The terms presented in the bar graphs were selected because they are related to cancer and or are important topics discussed in the paper. In addition, we compared patients 18 and 19, with pa tients 13, 14, and 16, and determined the common pro teins between these 5 Gleason grade 8 patients. These Bioactive compound 71 common proteins between the 5 Gleason grade 8 pa tients were then further filtered according to GO anno tations which are related to apoptotic and cell survival pathways.

It is worth noting though that all four studies found no association with cardioembolic stroke, consistent with our results. There is a potential explanation, speculative at this stage, which might explain the stronger association between air pollution and mild stroke, and which does not require considering the small vessel disease hypothesis. It may be that thrombus formation triggered by air pollutants is smaller, less dense or more easily broken down. In addition, atheromatous plaques induced by air pollutants may be more modest in size. With this hypothesis, the air pollution effect would not Inhibitors,Modulators,Libraries need to be preferentially associated with small vessel disease stroke as ischemic stroke caused by air pollutants could affect large and small arteries alike but the resulting clinical picture would tend to be that of a mild stroke.

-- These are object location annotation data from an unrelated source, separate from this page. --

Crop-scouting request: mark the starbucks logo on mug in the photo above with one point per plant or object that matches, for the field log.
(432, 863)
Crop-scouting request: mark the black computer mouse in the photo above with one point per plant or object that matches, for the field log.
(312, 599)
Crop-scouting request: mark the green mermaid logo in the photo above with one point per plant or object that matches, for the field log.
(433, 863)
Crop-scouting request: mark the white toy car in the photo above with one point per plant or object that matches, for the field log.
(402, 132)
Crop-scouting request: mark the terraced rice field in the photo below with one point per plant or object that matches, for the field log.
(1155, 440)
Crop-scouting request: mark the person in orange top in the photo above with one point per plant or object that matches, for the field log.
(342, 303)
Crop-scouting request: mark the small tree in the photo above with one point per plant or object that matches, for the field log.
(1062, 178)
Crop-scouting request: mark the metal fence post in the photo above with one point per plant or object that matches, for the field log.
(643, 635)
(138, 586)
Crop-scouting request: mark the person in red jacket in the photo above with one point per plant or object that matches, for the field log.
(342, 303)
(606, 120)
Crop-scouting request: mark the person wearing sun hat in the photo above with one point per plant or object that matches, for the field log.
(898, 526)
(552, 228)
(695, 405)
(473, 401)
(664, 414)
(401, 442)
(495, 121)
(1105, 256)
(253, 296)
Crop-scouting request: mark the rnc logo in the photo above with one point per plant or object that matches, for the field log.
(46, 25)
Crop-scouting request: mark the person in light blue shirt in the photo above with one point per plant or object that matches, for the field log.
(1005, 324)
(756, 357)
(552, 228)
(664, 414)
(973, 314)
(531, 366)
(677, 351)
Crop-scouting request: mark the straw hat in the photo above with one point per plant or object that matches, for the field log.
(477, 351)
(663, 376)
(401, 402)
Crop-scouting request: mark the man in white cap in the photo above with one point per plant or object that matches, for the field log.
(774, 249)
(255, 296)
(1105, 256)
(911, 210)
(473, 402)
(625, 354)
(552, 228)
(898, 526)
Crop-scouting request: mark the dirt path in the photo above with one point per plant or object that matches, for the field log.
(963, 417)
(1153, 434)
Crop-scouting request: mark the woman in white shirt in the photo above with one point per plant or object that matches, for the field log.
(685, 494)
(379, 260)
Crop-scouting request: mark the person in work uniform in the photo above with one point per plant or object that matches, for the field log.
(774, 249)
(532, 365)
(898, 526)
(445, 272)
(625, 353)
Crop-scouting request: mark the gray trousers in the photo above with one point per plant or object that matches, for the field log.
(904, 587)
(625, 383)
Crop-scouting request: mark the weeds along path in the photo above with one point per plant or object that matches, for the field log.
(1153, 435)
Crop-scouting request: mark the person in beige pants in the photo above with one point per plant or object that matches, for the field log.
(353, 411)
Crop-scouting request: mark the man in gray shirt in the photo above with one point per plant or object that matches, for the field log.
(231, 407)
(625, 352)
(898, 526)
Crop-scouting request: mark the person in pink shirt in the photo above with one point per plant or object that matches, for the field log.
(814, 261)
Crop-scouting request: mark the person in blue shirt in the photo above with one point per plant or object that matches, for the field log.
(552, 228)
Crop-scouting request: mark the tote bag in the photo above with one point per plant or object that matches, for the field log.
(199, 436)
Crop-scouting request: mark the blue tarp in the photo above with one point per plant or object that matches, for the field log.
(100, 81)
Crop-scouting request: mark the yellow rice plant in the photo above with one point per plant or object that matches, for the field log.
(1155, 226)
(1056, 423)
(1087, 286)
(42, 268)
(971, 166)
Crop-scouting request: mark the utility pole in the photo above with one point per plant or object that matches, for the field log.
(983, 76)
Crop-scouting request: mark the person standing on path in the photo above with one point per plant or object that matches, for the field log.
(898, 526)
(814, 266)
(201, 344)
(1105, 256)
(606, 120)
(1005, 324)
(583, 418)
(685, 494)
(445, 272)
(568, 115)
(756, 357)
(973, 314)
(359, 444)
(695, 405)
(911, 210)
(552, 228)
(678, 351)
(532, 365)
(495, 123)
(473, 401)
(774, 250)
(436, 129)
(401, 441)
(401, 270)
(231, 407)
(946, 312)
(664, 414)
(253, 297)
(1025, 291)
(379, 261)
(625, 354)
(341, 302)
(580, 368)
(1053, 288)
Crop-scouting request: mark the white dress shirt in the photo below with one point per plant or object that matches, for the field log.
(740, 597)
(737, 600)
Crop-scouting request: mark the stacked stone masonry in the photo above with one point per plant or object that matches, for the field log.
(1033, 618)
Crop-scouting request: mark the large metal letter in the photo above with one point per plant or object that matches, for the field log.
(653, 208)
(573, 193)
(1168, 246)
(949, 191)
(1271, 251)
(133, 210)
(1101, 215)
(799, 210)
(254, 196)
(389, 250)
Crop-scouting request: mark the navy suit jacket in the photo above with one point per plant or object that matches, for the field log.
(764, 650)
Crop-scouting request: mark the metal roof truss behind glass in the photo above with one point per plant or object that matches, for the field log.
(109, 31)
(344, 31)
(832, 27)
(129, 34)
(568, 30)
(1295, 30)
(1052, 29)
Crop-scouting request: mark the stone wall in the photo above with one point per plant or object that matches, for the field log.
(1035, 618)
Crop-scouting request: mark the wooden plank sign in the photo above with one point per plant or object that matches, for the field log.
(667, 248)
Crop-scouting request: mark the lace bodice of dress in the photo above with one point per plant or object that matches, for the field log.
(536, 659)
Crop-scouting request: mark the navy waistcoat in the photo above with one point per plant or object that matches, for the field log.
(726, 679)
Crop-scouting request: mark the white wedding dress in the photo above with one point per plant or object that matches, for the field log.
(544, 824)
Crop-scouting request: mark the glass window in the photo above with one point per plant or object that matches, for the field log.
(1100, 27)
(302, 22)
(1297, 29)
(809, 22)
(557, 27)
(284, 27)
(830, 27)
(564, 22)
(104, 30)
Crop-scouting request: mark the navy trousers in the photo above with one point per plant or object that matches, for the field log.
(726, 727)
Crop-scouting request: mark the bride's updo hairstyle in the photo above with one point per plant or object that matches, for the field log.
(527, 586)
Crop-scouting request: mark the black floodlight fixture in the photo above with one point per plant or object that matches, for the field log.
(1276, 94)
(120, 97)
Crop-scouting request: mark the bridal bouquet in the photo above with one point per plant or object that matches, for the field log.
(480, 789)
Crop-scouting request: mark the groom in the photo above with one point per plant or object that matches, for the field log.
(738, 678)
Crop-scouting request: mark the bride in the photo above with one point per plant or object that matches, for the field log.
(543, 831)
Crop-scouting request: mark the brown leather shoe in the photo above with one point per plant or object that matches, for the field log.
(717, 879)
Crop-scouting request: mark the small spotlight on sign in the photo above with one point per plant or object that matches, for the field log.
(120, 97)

We previously observed that air pollution exposure was more strongly associated with stroke mortality than with stroke hospital admissions. Others have also reported a stronger association with fatal than with non fatal stroke. This suggests that air pollution ought to be more strongly associated with severe stroke and is therefore not consistent Inhibitors,Modulators,Libraries with the results we have observed. However, a possible alternative explanation is that whilst air pollution is more strongly associated with mild stroke, exposure to high pollution reduces survival after stroke and it is the latter which accounts for the stronger association seen with stroke mortality. In this regard, we have previously reported a strong independent adverse effect of outdoor air pollution exposure on survival after stroke.

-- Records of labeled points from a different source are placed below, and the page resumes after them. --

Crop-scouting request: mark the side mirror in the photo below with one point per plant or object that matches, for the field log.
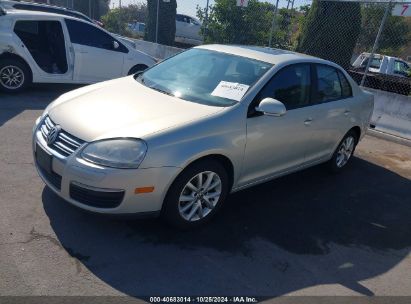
(271, 107)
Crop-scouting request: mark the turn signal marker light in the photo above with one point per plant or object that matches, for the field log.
(144, 190)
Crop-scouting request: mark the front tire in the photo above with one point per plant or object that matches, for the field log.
(14, 76)
(196, 195)
(344, 152)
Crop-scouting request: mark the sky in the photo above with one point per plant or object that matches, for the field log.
(188, 7)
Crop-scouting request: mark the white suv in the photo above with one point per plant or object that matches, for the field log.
(44, 47)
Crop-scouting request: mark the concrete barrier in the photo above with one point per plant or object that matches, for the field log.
(156, 50)
(392, 113)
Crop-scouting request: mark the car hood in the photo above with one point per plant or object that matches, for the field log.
(122, 108)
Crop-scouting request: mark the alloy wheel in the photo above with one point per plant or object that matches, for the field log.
(200, 196)
(345, 151)
(11, 77)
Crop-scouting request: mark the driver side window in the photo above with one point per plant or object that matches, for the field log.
(291, 86)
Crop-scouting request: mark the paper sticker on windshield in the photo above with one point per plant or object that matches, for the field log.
(230, 90)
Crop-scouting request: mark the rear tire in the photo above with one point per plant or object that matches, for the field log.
(344, 152)
(196, 195)
(15, 76)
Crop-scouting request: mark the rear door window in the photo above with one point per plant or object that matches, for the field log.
(328, 84)
(89, 35)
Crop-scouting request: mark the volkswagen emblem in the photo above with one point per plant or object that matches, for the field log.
(53, 134)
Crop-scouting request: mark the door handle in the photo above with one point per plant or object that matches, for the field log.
(308, 121)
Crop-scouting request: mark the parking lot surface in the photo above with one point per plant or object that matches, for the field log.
(310, 233)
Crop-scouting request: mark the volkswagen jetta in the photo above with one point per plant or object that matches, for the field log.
(177, 138)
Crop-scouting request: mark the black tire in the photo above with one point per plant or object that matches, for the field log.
(137, 68)
(171, 207)
(14, 65)
(334, 163)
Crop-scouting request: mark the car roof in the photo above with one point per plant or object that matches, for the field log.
(13, 13)
(270, 55)
(59, 11)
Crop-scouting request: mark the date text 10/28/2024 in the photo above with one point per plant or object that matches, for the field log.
(236, 299)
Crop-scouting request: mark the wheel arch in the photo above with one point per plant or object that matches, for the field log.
(357, 131)
(222, 159)
(12, 56)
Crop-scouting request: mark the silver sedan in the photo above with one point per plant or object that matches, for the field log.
(176, 139)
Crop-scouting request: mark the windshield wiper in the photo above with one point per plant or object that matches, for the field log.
(161, 91)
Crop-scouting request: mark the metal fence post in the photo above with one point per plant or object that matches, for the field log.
(206, 21)
(375, 46)
(273, 25)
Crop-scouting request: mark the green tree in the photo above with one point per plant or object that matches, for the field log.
(394, 37)
(331, 30)
(166, 21)
(228, 23)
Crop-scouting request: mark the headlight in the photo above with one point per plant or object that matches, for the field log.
(117, 153)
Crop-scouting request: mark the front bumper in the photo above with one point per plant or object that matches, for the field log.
(100, 189)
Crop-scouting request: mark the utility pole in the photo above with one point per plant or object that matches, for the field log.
(273, 25)
(158, 10)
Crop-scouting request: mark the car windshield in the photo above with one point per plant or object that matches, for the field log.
(205, 76)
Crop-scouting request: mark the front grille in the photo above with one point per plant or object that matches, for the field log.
(65, 144)
(53, 178)
(95, 198)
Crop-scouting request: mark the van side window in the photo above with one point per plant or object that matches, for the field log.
(89, 35)
(45, 42)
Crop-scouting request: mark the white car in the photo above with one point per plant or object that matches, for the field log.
(177, 138)
(188, 30)
(383, 64)
(44, 47)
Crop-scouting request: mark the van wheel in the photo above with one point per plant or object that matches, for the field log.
(137, 68)
(196, 194)
(14, 76)
(344, 152)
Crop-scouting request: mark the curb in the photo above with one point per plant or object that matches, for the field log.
(389, 137)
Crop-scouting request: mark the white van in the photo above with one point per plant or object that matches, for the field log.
(44, 47)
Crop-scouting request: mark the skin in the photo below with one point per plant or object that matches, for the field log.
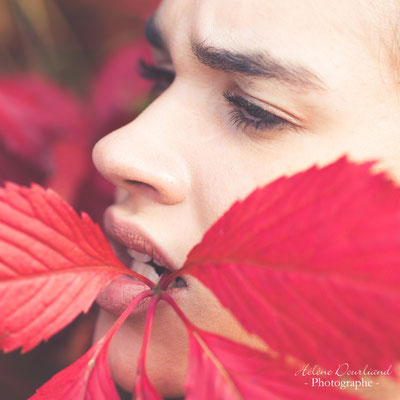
(191, 163)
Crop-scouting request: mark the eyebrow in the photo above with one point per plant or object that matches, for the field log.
(254, 64)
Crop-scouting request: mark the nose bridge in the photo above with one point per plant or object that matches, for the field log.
(145, 157)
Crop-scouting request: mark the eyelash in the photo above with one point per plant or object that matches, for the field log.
(257, 117)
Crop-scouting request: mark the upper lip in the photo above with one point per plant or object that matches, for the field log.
(133, 237)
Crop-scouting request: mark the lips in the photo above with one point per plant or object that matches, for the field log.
(139, 252)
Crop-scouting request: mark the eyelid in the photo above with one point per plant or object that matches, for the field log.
(274, 109)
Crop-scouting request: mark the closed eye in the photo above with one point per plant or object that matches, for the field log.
(247, 114)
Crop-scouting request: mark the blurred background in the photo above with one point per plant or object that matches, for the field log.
(68, 76)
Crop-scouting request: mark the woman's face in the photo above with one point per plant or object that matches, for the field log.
(263, 88)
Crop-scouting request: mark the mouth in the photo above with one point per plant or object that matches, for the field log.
(140, 253)
(145, 263)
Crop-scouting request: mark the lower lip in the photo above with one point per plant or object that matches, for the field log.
(120, 292)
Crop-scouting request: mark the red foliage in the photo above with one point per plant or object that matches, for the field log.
(312, 241)
(53, 265)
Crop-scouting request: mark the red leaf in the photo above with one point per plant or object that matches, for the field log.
(220, 368)
(34, 113)
(117, 86)
(317, 256)
(52, 265)
(89, 377)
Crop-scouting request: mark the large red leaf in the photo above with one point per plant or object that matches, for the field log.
(316, 257)
(89, 377)
(222, 369)
(52, 265)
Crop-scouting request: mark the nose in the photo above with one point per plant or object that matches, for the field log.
(145, 158)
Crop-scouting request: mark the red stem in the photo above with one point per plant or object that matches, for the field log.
(165, 296)
(128, 310)
(147, 332)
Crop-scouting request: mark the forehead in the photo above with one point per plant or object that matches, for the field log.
(321, 33)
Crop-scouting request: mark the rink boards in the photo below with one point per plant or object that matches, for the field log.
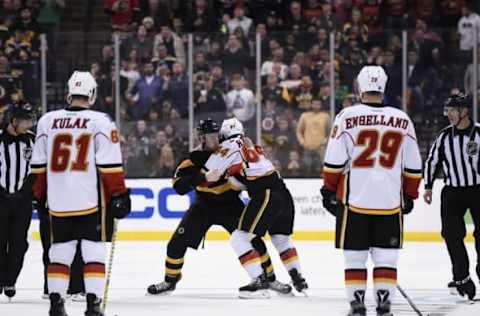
(157, 210)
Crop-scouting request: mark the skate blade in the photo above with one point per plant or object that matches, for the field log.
(304, 293)
(167, 293)
(257, 295)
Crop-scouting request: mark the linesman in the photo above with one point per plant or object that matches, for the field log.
(456, 151)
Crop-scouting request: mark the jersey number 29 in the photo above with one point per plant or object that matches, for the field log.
(389, 142)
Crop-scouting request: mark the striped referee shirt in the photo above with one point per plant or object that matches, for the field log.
(457, 152)
(15, 154)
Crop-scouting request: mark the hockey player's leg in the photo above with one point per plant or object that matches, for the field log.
(384, 278)
(250, 260)
(267, 266)
(93, 253)
(289, 256)
(176, 250)
(61, 256)
(356, 280)
(17, 245)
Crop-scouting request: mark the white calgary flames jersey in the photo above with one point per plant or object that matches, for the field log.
(73, 147)
(372, 157)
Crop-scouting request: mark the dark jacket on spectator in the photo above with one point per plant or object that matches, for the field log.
(146, 93)
(178, 94)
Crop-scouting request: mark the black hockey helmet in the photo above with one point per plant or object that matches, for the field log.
(207, 126)
(458, 101)
(23, 111)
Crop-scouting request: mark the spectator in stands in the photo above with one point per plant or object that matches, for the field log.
(272, 90)
(123, 13)
(164, 166)
(393, 91)
(284, 140)
(350, 68)
(129, 73)
(294, 165)
(295, 18)
(301, 98)
(163, 59)
(469, 83)
(235, 57)
(200, 63)
(172, 42)
(219, 80)
(209, 101)
(312, 133)
(240, 101)
(7, 83)
(275, 65)
(394, 13)
(328, 21)
(415, 81)
(149, 90)
(294, 78)
(201, 18)
(176, 89)
(240, 20)
(466, 29)
(140, 42)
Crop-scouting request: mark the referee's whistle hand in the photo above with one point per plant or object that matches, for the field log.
(427, 196)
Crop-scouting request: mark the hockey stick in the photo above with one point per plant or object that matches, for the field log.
(110, 264)
(410, 302)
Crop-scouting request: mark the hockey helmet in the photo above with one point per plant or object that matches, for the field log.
(372, 79)
(231, 128)
(82, 83)
(207, 126)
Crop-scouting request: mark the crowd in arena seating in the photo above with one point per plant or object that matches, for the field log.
(295, 94)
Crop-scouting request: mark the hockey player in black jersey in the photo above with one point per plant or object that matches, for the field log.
(217, 202)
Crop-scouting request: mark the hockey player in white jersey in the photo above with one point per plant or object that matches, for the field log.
(270, 208)
(372, 171)
(78, 166)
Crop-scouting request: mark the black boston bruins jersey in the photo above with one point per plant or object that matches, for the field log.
(190, 175)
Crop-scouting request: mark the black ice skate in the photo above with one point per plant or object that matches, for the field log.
(164, 288)
(257, 289)
(298, 281)
(93, 306)
(57, 305)
(464, 287)
(357, 307)
(383, 303)
(9, 291)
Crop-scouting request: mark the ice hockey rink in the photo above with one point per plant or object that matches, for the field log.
(212, 275)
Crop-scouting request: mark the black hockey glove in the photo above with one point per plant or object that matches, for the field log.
(465, 287)
(120, 204)
(40, 206)
(329, 201)
(407, 204)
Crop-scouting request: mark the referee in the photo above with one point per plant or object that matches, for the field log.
(456, 149)
(16, 143)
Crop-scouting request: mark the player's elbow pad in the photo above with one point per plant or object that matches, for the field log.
(120, 204)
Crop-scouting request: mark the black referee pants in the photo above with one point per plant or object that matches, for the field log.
(15, 217)
(77, 284)
(455, 202)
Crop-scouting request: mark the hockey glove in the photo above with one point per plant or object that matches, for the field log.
(407, 204)
(40, 206)
(329, 201)
(120, 204)
(465, 287)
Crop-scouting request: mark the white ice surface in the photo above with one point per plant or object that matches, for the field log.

Internationally significant novelty The internationally significant novelty of our study results from two aspects. Firstly, air pollution is a widespread environmental hazard, with increasing levels of road traffic related air pollution encountered in many high and middle income countries across the globe. Secondly, Inhibitors,Modulators,Libraries ours is the first study to examine the chronic effects of outdoor Inhibitors,Modulators,Libraries air pollution on the incidence Inhibitors,Modulators,Libraries of ischemic stroke subtypes. Limitations There are a number of potential limitations to our study. The ecological study design is susceptible to ecological bias, which is the situation where the association seen at the area level is different from that which exists at the individual level. Ecological bias cannot be ruled out in our study.

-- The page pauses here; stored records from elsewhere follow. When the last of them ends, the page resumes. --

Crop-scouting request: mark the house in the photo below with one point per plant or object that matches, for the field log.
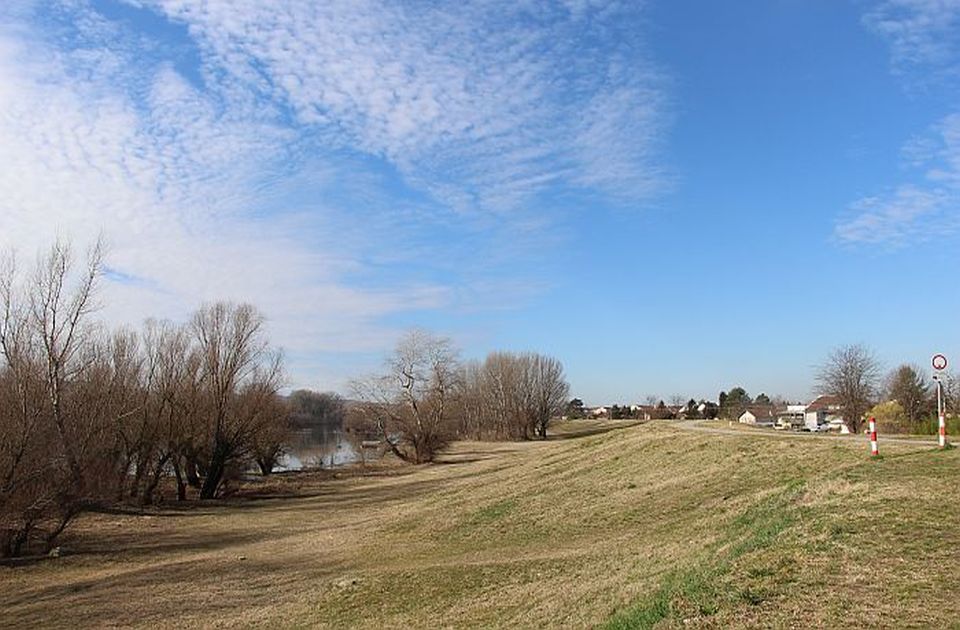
(760, 415)
(791, 417)
(824, 411)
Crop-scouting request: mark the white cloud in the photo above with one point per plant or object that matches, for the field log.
(164, 185)
(920, 32)
(215, 180)
(482, 103)
(924, 44)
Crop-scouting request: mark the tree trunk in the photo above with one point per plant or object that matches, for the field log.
(215, 470)
(147, 497)
(181, 484)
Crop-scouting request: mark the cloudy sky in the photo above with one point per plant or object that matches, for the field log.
(672, 197)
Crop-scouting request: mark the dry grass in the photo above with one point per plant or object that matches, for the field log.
(629, 528)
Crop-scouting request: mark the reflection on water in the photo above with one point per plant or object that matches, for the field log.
(321, 446)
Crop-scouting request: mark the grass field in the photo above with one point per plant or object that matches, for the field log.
(634, 527)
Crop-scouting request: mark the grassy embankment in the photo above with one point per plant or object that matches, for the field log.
(628, 528)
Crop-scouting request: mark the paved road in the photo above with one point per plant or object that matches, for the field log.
(696, 425)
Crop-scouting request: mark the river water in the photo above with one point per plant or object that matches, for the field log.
(319, 447)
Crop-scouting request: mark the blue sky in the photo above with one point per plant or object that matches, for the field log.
(671, 197)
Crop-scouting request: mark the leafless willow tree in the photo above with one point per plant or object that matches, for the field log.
(852, 374)
(60, 398)
(240, 376)
(512, 396)
(90, 416)
(412, 402)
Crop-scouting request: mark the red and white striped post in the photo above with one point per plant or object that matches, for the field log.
(939, 365)
(943, 431)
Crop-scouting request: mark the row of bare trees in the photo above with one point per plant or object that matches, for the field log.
(426, 397)
(91, 416)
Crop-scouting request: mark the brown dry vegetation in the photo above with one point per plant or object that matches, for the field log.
(627, 528)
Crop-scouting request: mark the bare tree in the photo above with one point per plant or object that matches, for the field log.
(549, 391)
(412, 401)
(239, 380)
(56, 451)
(851, 374)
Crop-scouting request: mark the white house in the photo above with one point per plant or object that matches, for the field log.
(824, 411)
(791, 417)
(760, 415)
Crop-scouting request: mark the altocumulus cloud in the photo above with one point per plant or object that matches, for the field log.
(923, 39)
(180, 130)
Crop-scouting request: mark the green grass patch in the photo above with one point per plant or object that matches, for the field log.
(494, 512)
(701, 590)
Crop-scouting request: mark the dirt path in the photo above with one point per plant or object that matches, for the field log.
(697, 425)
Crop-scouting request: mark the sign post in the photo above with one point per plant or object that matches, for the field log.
(939, 365)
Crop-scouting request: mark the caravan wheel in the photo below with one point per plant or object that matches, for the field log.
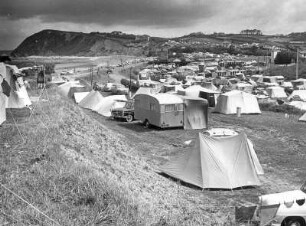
(146, 123)
(296, 222)
(129, 118)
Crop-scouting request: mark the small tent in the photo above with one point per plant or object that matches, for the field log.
(145, 90)
(298, 95)
(64, 89)
(79, 96)
(2, 103)
(276, 92)
(303, 117)
(209, 85)
(105, 106)
(230, 101)
(195, 113)
(216, 162)
(18, 97)
(91, 100)
(298, 104)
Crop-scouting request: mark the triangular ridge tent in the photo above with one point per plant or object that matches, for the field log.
(303, 117)
(77, 89)
(276, 92)
(65, 88)
(145, 90)
(108, 103)
(18, 97)
(216, 162)
(230, 101)
(209, 85)
(298, 95)
(78, 97)
(298, 104)
(91, 100)
(195, 113)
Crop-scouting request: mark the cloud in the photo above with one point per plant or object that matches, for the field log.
(167, 18)
(158, 13)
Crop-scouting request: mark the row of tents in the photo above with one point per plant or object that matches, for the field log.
(213, 162)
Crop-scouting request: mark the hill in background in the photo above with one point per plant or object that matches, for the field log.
(63, 43)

However, we used a small area level ecological study design which would have mitigated ecological bias as small areas tend to be relatively more homogenous in terms of population characteristics and exposure to environmental pollutants. In addition, we compared effects on different stroke subtypes and severity within the same ecological study and any bias inherent in the study Sunitinib design might be expected to have similar effects on the different severity and subtype groups examined.